スタンドを出現させて、二人分の「縁」を探る。
「ブチャラティとリゾットが近くならない…」
「リゾットとの縁」を手に、名前は次の行動に悩んだ。
少し考えて、睡眠を取っておく事にした。
名前の疲れはそろそろピークで、横になった名前の意識はすぐに微睡みに溶けた。
「…オレ、死ぬ間際に思った事があるんだ」
ポツリと話始めたのはソルベだ。
名前が「リゾットが動くまで眠る」と言って床で小さくなって眠るのを見ていた皆は、ソルベを振り返った。
「死に際になって、『名前が居て皆が居て…あれ以上の贅沢はなかったんじゃないか』って思った…」
ソルベの言葉に、誰も返事が出来なかった。
全員が自分たちの待遇に不満を抱き、それでも死に際に「あの時は良かった」と思っていた。
「オレ達が余計な事しなければ…悪かった」
「すまねぇ」
それはソルベとジェラートがずっと言えずにいた謝罪の言葉。
あの平穏な日々に戻れたら。
名前が悲しみの歌を歌い続ける事も、笑顔を曇らせることもなかった。
「何が正しかったとか、どこが間違ってたとか…わかんねぇよ」
ギアッチョは「メローネが生きてて良かった。少なくとも…名前が一人になる事はない」と続けた。
それでも、メローネにリゾットの代わりは出来ない事も理解していた。
メローネが悪いわけではなく、名前の気持ちの問題だ。
名前はリゾットを愛していたし、リゾットも名前を愛していた。
「リゾットにもしもの事があったら…」
ホルマジオはそこで言葉を切った。
きっと、言っても言わなくても同じで、名前は全員を元に戻せる方法を探し続けるだろう。

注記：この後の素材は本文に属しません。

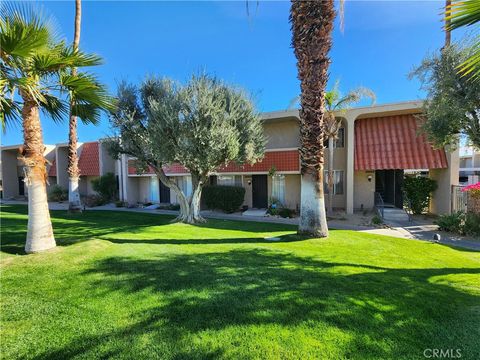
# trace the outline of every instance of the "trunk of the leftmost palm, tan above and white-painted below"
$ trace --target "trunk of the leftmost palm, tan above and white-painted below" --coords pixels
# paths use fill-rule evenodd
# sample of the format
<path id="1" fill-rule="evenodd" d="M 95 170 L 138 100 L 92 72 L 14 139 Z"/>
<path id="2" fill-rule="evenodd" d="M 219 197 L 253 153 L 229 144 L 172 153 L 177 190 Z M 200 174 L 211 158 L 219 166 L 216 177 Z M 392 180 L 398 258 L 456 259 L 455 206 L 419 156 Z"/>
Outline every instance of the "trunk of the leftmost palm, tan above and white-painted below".
<path id="1" fill-rule="evenodd" d="M 25 184 L 28 192 L 28 228 L 25 252 L 34 253 L 54 248 L 52 221 L 48 211 L 47 169 L 43 156 L 42 128 L 37 103 L 22 94 L 24 146 L 21 151 L 25 169 Z"/>

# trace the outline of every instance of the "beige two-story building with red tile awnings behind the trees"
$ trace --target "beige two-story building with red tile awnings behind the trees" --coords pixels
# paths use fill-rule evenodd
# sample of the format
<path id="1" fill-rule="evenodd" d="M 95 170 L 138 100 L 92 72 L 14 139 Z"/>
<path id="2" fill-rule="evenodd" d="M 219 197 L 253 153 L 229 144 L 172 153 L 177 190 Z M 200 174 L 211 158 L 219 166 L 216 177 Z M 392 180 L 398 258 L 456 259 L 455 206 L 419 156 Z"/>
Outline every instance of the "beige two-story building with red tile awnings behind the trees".
<path id="1" fill-rule="evenodd" d="M 353 108 L 338 114 L 342 127 L 334 149 L 334 208 L 347 213 L 372 209 L 379 196 L 386 204 L 402 207 L 404 172 L 418 170 L 438 183 L 431 211 L 451 211 L 451 188 L 458 184 L 459 153 L 433 149 L 425 137 L 419 135 L 421 107 L 422 102 L 411 101 Z M 266 208 L 269 201 L 275 199 L 288 208 L 298 209 L 301 190 L 299 113 L 297 110 L 269 112 L 262 115 L 262 120 L 267 138 L 264 159 L 252 166 L 228 164 L 212 174 L 210 182 L 243 186 L 246 190 L 244 205 L 250 208 Z M 66 145 L 47 148 L 52 158 L 48 169 L 50 182 L 66 188 Z M 2 148 L 4 198 L 19 193 L 15 188 L 20 187 L 21 171 L 15 149 L 18 151 L 18 147 Z M 153 172 L 139 173 L 135 160 L 125 155 L 113 160 L 101 141 L 81 144 L 79 152 L 82 194 L 91 193 L 92 178 L 114 172 L 119 179 L 121 200 L 130 204 L 176 203 L 175 193 L 159 182 Z M 328 163 L 325 169 L 327 166 Z M 187 195 L 191 193 L 191 177 L 181 164 L 166 166 L 165 172 Z"/>

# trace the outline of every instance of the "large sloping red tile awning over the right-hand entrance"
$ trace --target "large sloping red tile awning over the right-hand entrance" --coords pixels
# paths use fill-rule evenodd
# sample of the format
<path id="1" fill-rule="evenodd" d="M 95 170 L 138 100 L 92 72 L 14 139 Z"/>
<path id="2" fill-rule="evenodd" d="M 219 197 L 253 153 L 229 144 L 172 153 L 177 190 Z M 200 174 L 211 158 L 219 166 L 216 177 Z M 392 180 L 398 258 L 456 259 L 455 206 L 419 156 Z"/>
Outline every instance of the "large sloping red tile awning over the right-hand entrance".
<path id="1" fill-rule="evenodd" d="M 415 115 L 355 121 L 355 170 L 447 168 L 443 149 L 417 133 Z"/>

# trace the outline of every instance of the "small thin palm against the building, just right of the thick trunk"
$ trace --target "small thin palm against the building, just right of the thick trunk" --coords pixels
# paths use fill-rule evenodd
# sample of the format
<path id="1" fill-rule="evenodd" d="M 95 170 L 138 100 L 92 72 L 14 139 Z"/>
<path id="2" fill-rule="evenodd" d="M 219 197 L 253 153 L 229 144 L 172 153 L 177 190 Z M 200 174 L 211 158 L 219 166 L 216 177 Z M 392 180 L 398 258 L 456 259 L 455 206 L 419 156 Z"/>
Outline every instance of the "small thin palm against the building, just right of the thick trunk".
<path id="1" fill-rule="evenodd" d="M 342 119 L 336 115 L 342 115 L 353 104 L 362 98 L 369 98 L 372 104 L 375 102 L 375 94 L 372 90 L 359 87 L 342 95 L 338 90 L 339 82 L 335 83 L 332 90 L 325 94 L 325 115 L 323 120 L 324 136 L 328 138 L 328 213 L 333 212 L 333 153 L 334 141 L 338 138 L 338 131 L 342 125 Z"/>

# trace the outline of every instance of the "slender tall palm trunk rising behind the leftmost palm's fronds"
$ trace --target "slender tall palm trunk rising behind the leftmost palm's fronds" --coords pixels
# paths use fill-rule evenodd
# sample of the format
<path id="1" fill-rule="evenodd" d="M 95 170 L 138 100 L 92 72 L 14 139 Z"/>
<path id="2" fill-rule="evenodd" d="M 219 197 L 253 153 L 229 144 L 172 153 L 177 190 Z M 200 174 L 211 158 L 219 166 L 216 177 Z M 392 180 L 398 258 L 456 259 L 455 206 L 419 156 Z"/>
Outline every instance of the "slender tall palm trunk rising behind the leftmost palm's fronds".
<path id="1" fill-rule="evenodd" d="M 82 3 L 81 0 L 75 0 L 75 32 L 73 38 L 73 48 L 78 49 L 80 43 L 80 24 L 82 19 Z M 72 69 L 75 75 L 76 69 Z M 78 181 L 80 178 L 80 170 L 78 169 L 77 154 L 77 117 L 72 115 L 73 100 L 70 103 L 70 121 L 68 126 L 68 210 L 70 212 L 81 212 L 82 204 L 80 202 L 80 192 Z"/>

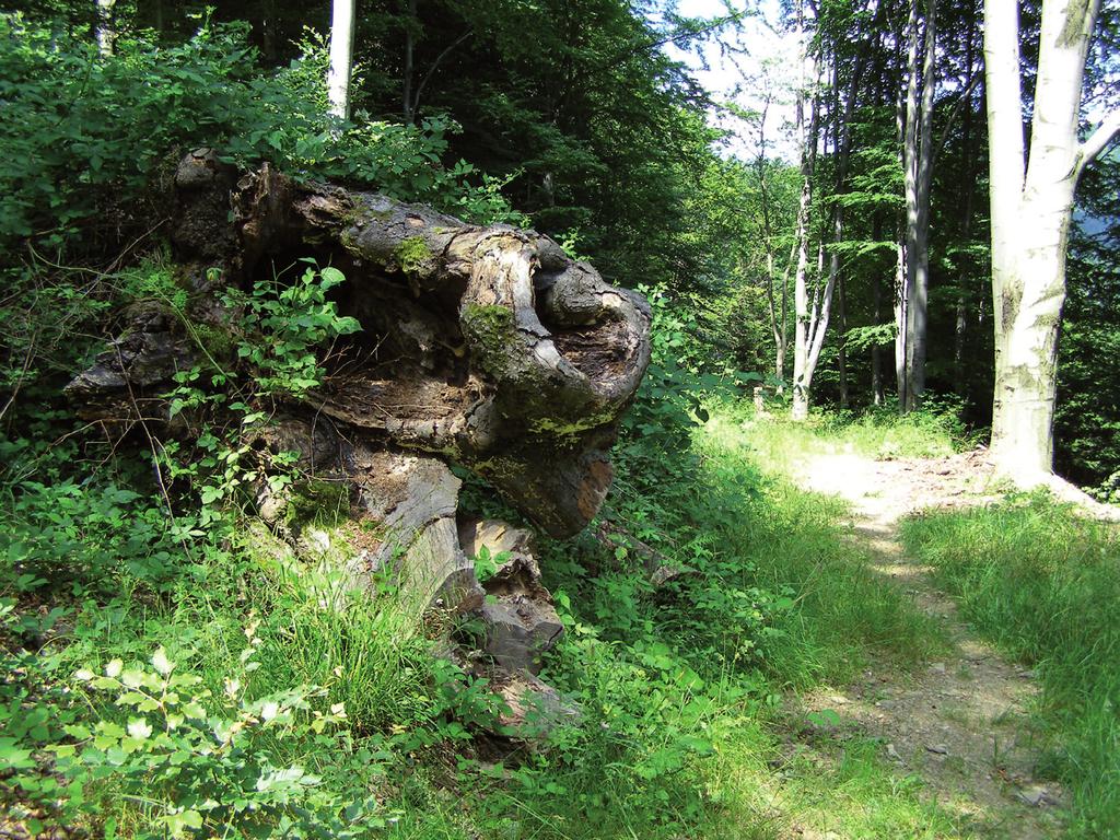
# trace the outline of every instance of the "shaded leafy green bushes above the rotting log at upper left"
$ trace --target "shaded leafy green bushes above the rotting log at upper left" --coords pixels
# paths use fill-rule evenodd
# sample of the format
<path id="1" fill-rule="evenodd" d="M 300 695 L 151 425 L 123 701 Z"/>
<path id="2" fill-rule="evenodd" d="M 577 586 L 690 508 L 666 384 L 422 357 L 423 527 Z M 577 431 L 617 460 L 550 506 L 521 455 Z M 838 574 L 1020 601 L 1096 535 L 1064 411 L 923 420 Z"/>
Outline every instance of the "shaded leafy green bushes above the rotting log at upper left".
<path id="1" fill-rule="evenodd" d="M 358 181 L 476 221 L 517 221 L 474 168 L 441 165 L 454 124 L 338 123 L 324 110 L 325 47 L 261 73 L 246 25 L 206 22 L 188 41 L 146 34 L 102 57 L 84 32 L 0 16 L 0 96 L 19 120 L 0 127 L 0 243 L 74 250 L 116 228 L 144 233 L 167 200 L 177 156 L 198 146 L 250 166 Z M 10 259 L 10 256 L 9 256 Z"/>

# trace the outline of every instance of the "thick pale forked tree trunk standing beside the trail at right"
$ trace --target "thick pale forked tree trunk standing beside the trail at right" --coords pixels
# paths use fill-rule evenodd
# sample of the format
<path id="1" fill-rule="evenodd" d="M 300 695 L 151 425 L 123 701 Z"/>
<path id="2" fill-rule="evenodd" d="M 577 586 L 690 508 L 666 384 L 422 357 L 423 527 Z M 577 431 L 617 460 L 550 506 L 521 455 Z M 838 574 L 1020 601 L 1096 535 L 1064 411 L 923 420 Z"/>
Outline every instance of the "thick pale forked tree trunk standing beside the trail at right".
<path id="1" fill-rule="evenodd" d="M 991 455 L 1020 485 L 1053 469 L 1057 339 L 1077 178 L 1120 131 L 1111 114 L 1079 142 L 1099 0 L 1044 0 L 1029 158 L 1023 136 L 1017 0 L 984 2 L 996 388 Z M 1029 159 L 1029 167 L 1027 160 Z"/>

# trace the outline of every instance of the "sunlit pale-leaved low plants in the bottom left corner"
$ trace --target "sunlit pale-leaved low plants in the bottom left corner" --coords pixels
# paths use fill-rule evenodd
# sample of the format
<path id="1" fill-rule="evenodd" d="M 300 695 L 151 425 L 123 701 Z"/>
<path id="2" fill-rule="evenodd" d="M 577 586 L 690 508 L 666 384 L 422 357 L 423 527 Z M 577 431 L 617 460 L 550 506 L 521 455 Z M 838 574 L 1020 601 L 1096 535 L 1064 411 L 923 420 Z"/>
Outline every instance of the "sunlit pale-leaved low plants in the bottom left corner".
<path id="1" fill-rule="evenodd" d="M 260 640 L 254 625 L 245 633 L 241 668 L 226 676 L 217 696 L 202 688 L 198 674 L 177 672 L 161 647 L 148 665 L 125 668 L 114 659 L 103 675 L 78 671 L 76 679 L 86 684 L 93 702 L 101 704 L 104 697 L 127 722 L 113 715 L 92 727 L 67 726 L 71 743 L 50 748 L 56 767 L 71 781 L 67 806 L 84 804 L 75 788 L 111 778 L 116 796 L 142 802 L 146 828 L 138 838 L 194 832 L 353 838 L 383 827 L 372 797 L 346 801 L 270 748 L 298 736 L 319 748 L 337 748 L 339 737 L 346 740 L 338 731 L 344 706 L 312 708 L 326 694 L 316 687 L 250 700 L 244 681 L 260 664 Z"/>

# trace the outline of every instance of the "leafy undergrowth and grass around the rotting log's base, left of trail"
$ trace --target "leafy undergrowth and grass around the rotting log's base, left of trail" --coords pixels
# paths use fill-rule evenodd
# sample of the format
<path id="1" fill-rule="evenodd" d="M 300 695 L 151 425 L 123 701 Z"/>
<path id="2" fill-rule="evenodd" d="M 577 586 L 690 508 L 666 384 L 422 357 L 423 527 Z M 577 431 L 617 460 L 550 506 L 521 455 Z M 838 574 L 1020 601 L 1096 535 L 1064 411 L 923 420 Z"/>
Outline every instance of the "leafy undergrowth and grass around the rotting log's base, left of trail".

「もしも…名前が本当にオレたちを戻せちまったら、オレは名前の幸せの為に何でもするぜ」
プロシュートがそう言うと、皆が口々に「オレだって!」と笑った。
「よし、何か俄然やる気出てきたぜ!」
握りこぶしを作るペッシに、イルーゾォが「お前がやる気出してどうするんだ」と笑った。
(いつか…。
また名前と笑って暮らせたら…。)
メンバーは久々に穏やかな夜を過ごした。